Die FDP ist in Deutschland seit langem unbeliebt - nun gehen ihr auch die Wähler aus. Die Liberalen verpassen noch hinter der AfD den Einzug in den Bundestag

Nirgendwo, so weiß der Volksmund, wird so viel gelogen wie bei Jubiläen und Beerdigungen. Die FDP wird sich nun auf viele warme Worte einstellen müssen. Und doch ist es wie im wahren Leben. Erst wenn es vorbei ist, beginnt man zu ahnen, was fehlt. Wenige Stunden nach Schließung der Wahllokale fehlt sie mir bereits. Die Partei, die ich nicht gewählt habe: Die FDP.

Denn erstmals seit Gründung dieser Republik sind die Liberalen nicht mehr im Bundestag vertreten. Und damit verstummt eine Stimme, die sich stets abhob vom sozialdemokratischen Einerlei in der Republik. Diese Stimme war oft schrill, manchmal schräg, aber meist eben auch mutig anders. Seit dem Linksrutsch der Union kommen die anderen Parteien ziemlich sozialdemokratisch daher. Die Ursozialdemokraten gerupft als SPD, die Linkspartei als tiefrote Populisten-Ausgabe, die Grünen als ökologische Sozialdemokraten und die Merkel CDU als Wohlfühlsozialdemokratie in gediegenem schwarzen Look. Alle sind für das Soziale und gegen Armut, für Mindestlöhne und gegen Wirtschaftsmacht, für Umverteilung und gegen Atomkraft, für mehr Staat und gegen Steuersenkungen. Das alles mag mehr oder minder vernünftig klingen, doch die eigene Meinung schärft sich gerade am Contra, an der Widerrede. Darauf wird man in Zukunft häufiger verzichten müssen.

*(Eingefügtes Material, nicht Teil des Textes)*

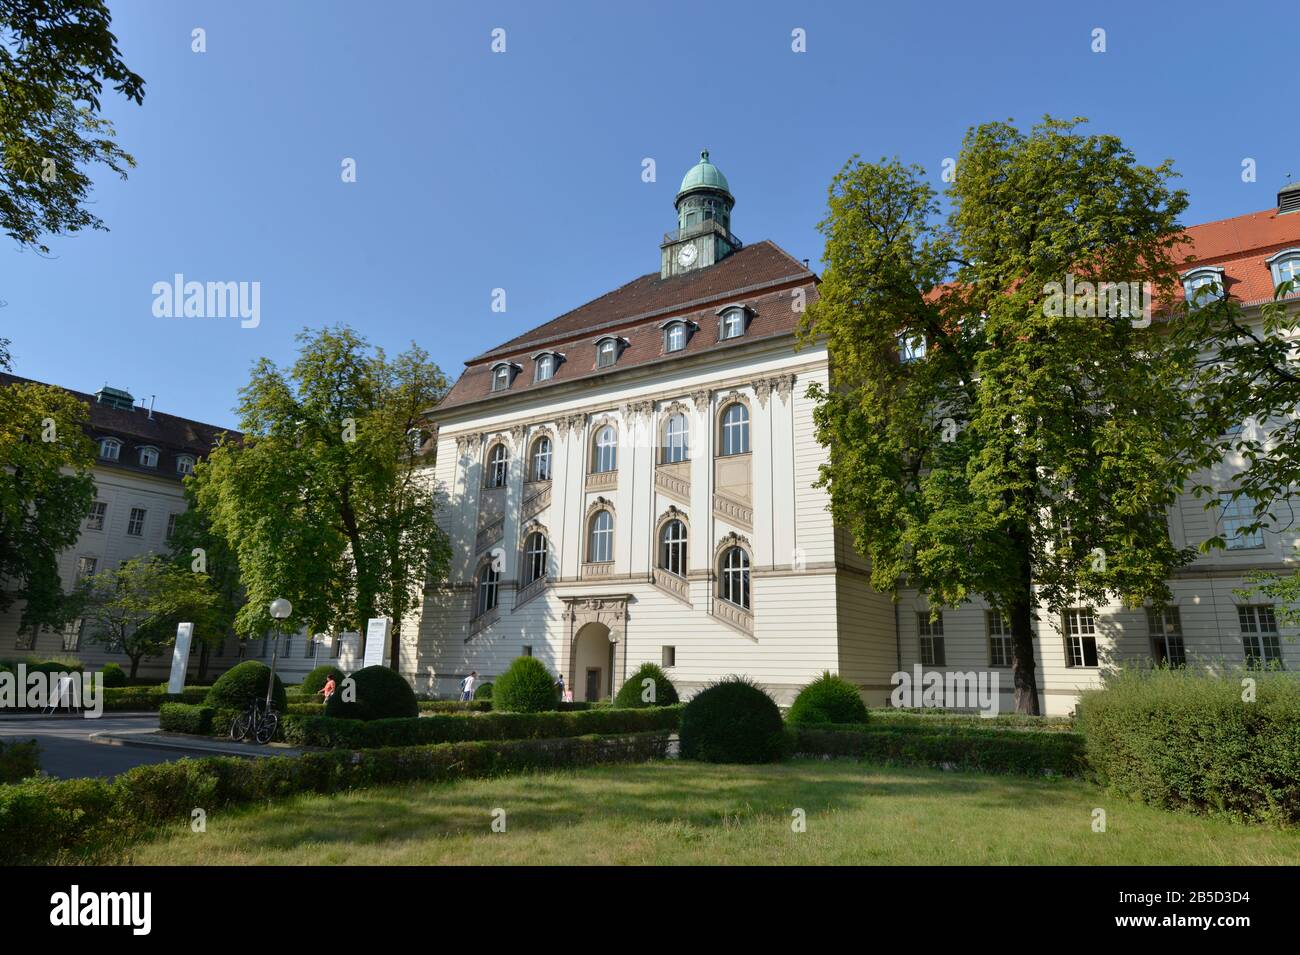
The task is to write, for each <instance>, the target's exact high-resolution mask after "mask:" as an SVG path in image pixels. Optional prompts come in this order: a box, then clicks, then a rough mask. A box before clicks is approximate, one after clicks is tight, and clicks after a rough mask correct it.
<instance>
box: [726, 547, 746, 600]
mask: <svg viewBox="0 0 1300 955" xmlns="http://www.w3.org/2000/svg"><path fill="white" fill-rule="evenodd" d="M719 576H720V578H722V598H723V600H727V602H728V603H733V604H736V605H737V607H741V608H744V609H746V611H748V609H749V555H748V554H746V552H745V548H744V547H728V548H727V550H725V551H724V552H723V561H722V567H720V574H719Z"/></svg>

Das klingt nicht nur langweilig, das wird es auch. Denn mehr liberales Denken dürfte dem Land nicht schaden – leider haben zu viele aus dem Führungspersonal der FDP in den vergangenen Jahren das liberale Denken in Deutschland desavouiert. Wichtiger als das Streiten für die Freiheit war das Streiten mit dem Parteifreund, konsequenter als der Einsatz für Liberalität der Einsatz für die eigene Klientel; und entscheidender als das Land stets noch das eigene Fortkommen. Die politische Bilanz ist ernüchternd – erst versuchte sich die FDP als Spaßpartei mit der 18 auf dem Schuh, dann als Steuersenkungspartei. Weder machte das dem Wähler Spaß, noch wurden die Steuern gesenkt. Und vor lauter Wirtschaftsliberalismus geriet die gesellschaftliche Liberalität ins Hintertreffen. Bei zentralen Fragen, etwa der Euro-Rettung, blieb die Partei so zerstritten wie blass – und musste sich nun hinter den Neuligen der „Alternative für Deutschland“ einsortieren.

Allerdings wäre es zu einfach, allein Mandatsträger und Funktionäre der FDP für das Desaster verantwortlich zu machen. Im sozialdemokratischen Deutschland mangelte es zuletzt auch an Verständnis für und auch Fairness gegenüber den Liberalen. Die Partei war in Teilen der Öffentlichkeit und einigen Medien ein Paria, ein Ausgestoßener, weil sie meist die andere, oft nicht gesellschaftlich gewünschte Position vertrat. Es ist genau diese Position, die nun fehlen wird.